By Casey Morrison
Ms. Morrison is a Public Health major at Elon University with minors in Poverty Studies and Anthropology. She is passionate about international issues, education, and linguistics, and will be teaching English in Ethiopia with the Peace Corps following her graduation in May 2016.
The best-kept secret of intercultural communication is that you don’t have to leave the country to practice it. That was a lesson I learned very quickly during my SHECP internship with the Boys, Girls, Adults Community Development Center in Marvell, Arkansas—a low-income, primarily Black town in the rural Deep South. Although I have spent ¼ of my university years outside the US, it is my arrival in Arkansas that remains my most dramatic experience with culture shock.
“It is the privilege of being able to come in the middle of an ongoing process that others have put their lives and souls into with the freedom of getting up and leaving whenever you please,” writes Morrison (Elon 2016).
I had never had to stand out before. I was a middle class white girl who grew up in a white neighborhood near my own socioeconomic level. But SHECP threw me into a world where I was an outsider in nearly every way. I didn’t look like my neighbors, didn’t dress like them, didn’t talk like them, and didn’t devotedly attend church like they did.
I had never had strangers stare at me the way they did in Marvell, and in Helena, the nearby town where I was living. When the other white SHECP interns and I walked through the neighborhood, we had children stop in the middle of their games to silently watch us go by. All the adults we talked to assumed we were with Teach for America, because why else would people like us end up in a place like this?
I was the only Northerner and only white person at my job. In fact, I might have been the only one not born and raised in Phillips County. I did not understand all, or sometimes most, of what was said to me through my students’ and coworkers’ accents—a point most friends and family assume to be exaggeration until I give examples. My days were full of the awkwardness of miscommunication, excessive attention, confusion about others’ actions, and uncertainty about my own.
I spent a lot of my time in Arkansas being uncomfortable. Some of it was simply the literal and cultural miscommunications of my everyday life, but some of it went deeper. I was struggling with how to respectfully take up space in a community that was not my own and that I could not, as an outsider, truly understand. Staying in my house felt like an explicit perpetuation of segregation, but recreationally walking through the neighborhood felt invasive. As a middle-class white person, I knew I had privileges in this place that I was not necessarily entitled to. I could walk into this community and people would treat me with acceptance and inclusion regardless of how they felt about my presence there. I knew the same would not be true in reverse. If most of the people in this community came to my hometown, they would be treated with mistrust at best, if not open fear and disdain. In a region rife with racial bitterness—and rightfully so—I felt unwilling to spend time in their community knowing that my presence might not be as welcomed as external appearances might lead me to believe.
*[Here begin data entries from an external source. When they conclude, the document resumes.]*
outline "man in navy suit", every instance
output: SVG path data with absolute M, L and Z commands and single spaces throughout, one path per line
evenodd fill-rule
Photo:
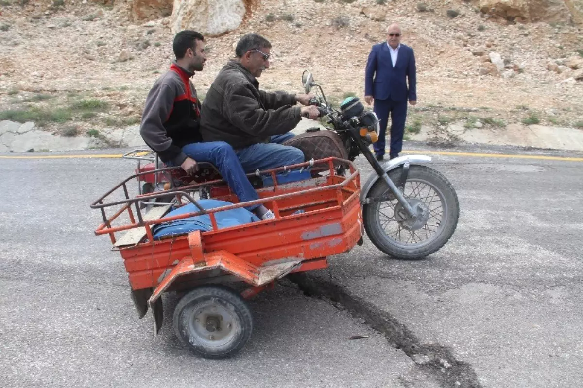
M 415 56 L 413 49 L 401 43 L 401 29 L 394 23 L 387 29 L 387 42 L 373 46 L 367 62 L 364 101 L 374 103 L 381 121 L 378 141 L 373 147 L 377 160 L 385 154 L 385 132 L 391 114 L 391 146 L 389 157 L 399 156 L 403 146 L 403 132 L 407 117 L 407 100 L 417 103 Z M 408 87 L 405 79 L 409 82 Z

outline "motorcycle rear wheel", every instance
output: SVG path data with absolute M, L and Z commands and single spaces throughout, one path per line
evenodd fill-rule
M 396 183 L 402 171 L 402 167 L 392 170 L 389 177 Z M 429 218 L 422 227 L 409 228 L 402 206 L 380 179 L 368 193 L 370 203 L 363 207 L 364 228 L 373 244 L 385 253 L 397 259 L 419 260 L 438 251 L 454 234 L 459 203 L 449 181 L 424 165 L 410 166 L 403 193 L 429 210 Z

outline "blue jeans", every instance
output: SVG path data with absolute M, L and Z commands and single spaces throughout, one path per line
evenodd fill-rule
M 292 132 L 273 136 L 269 143 L 254 144 L 235 153 L 247 172 L 302 163 L 304 160 L 301 150 L 282 144 L 295 136 Z
M 257 192 L 245 175 L 239 158 L 228 143 L 224 142 L 192 143 L 182 147 L 182 152 L 197 162 L 206 162 L 214 165 L 240 202 L 259 199 Z M 254 205 L 245 209 L 252 210 L 259 206 Z

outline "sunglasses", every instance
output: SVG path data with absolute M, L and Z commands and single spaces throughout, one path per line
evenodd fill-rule
M 265 52 L 262 52 L 261 51 L 257 50 L 257 48 L 254 48 L 253 50 L 255 50 L 255 51 L 257 51 L 258 52 L 259 52 L 259 54 L 261 54 L 262 55 L 263 55 L 263 60 L 264 61 L 268 61 L 268 60 L 269 60 L 269 57 L 271 57 L 271 54 L 266 54 Z

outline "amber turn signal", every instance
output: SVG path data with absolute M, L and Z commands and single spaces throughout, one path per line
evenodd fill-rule
M 371 143 L 376 143 L 378 140 L 378 134 L 377 132 L 368 132 L 366 135 L 367 139 L 370 140 Z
What I did not realize at the time was the vital importance of being able to willingly and gracefully accept discomfort. In fact, if I had to recommend a single personal skill to anyone planning to work in disadvantaged communities, it would without a doubt be learning to be okay with being uncomfortable. It is a multi-purpose skill. First, although cross-cultural interactions are in themselves valuable, they cannot be fully open and authentic unless you are willing to make mistakes and stay engaged through awkwardness and uncertainty. Second, on the level of navigating one’s actions through a net of social inequality and unspoken power dynamics, I thoroughly believe accepting the accompanying discomfort is vital to accepting one’s own privilege.
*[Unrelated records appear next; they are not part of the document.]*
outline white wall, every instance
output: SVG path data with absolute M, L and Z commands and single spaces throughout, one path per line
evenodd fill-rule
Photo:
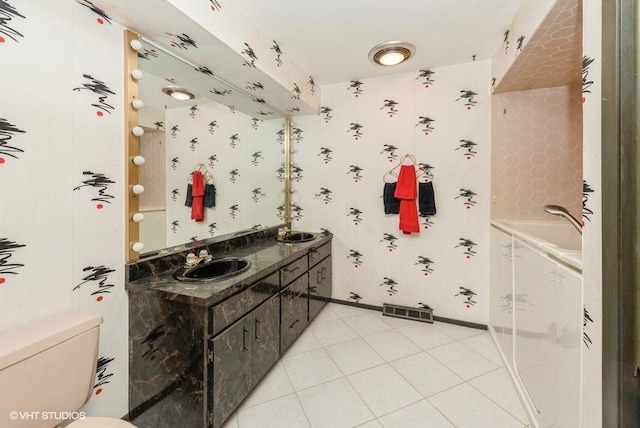
M 9 4 L 20 16 L 0 25 L 0 118 L 20 132 L 0 131 L 0 331 L 70 308 L 101 314 L 105 365 L 85 410 L 120 417 L 123 28 L 71 0 Z M 3 250 L 8 241 L 20 247 Z
M 294 119 L 293 160 L 301 171 L 298 179 L 294 171 L 298 218 L 292 227 L 334 233 L 334 298 L 378 306 L 424 303 L 437 316 L 486 324 L 490 62 L 432 71 L 431 82 L 418 72 L 363 80 L 361 93 L 353 82 L 322 87 L 325 113 Z M 463 90 L 477 94 L 472 105 L 459 99 Z M 396 113 L 385 100 L 397 102 Z M 419 124 L 421 116 L 434 119 L 431 131 Z M 361 135 L 352 124 L 362 126 Z M 465 155 L 460 140 L 476 143 L 477 154 Z M 388 158 L 385 145 L 397 148 L 395 158 Z M 397 215 L 384 214 L 381 198 L 385 172 L 407 153 L 433 167 L 437 205 L 437 214 L 422 218 L 421 232 L 412 235 L 398 230 Z M 362 169 L 360 179 L 350 172 L 353 166 Z M 331 192 L 330 200 L 320 195 L 322 188 Z M 477 194 L 474 205 L 467 208 L 460 189 Z M 361 212 L 359 219 L 353 210 Z M 397 248 L 388 248 L 385 234 L 397 238 Z M 463 247 L 456 248 L 461 238 L 477 244 L 475 254 L 467 258 Z M 361 254 L 357 260 L 355 252 Z M 433 262 L 431 271 L 423 270 L 421 257 Z M 397 283 L 395 293 L 385 277 Z M 459 294 L 460 287 L 475 293 L 473 302 Z

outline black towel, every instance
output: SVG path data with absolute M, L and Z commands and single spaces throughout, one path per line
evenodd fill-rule
M 193 186 L 191 184 L 187 184 L 187 198 L 184 201 L 184 205 L 186 207 L 190 207 L 193 204 Z
M 420 217 L 435 215 L 436 198 L 433 193 L 433 182 L 418 183 L 418 210 Z
M 216 206 L 216 187 L 213 184 L 207 184 L 204 188 L 204 206 L 207 208 Z
M 382 202 L 384 203 L 385 214 L 398 214 L 400 212 L 400 199 L 393 196 L 396 192 L 397 183 L 384 183 L 382 192 Z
The second matter deals with being in role of an educated outsider. It is a position in which a person wants to contribute to positive change, but knows nearly nothing about the community and need not feel any personal investment in it. It is the privilege of being able to come in the middle of an ongoing process that others have put their lives and souls into with the freedom of getting up and leaving whenever you please. It is the privilege of not personally feeling the pain of the community’s hardships and failures and taking their joys and successes for granted. This is the inevitable role of an outsider in the service field. It should not be comfortable.
Although I learned an incredible amount during my SHECP internship, this will always be what I remember most. Seeking and accepting discomfort has led me down the path that brought me to discover the passions that have come to define my life. It has led me through my work tutoring refugee children and teaching English to Latino immigrants. It is what guided me through innumerable confusing interactions during my semester in Vietnam and what encouraged me to apply for the Peace Corps, with which I will be serving in Ethiopia for the next few years.
All of these experiences have presented or will present challenges both personal and ideological as I build relationships with members of the community and untangle the meaning of my own role in their lives. SHECP gave me the opportunity to wrestle with these personal, social, and philosophical matters in a safe space. It challenged me to function independently in a place that was further from my culture than I ever expected, but a place filled with supportive and welcoming people both at my job and in the community where I lived. I will always remember my time in Arkansas as one of the most rewarding and enriching experiences of my college career, and will take the lessons I learned there wherever I end up in the world.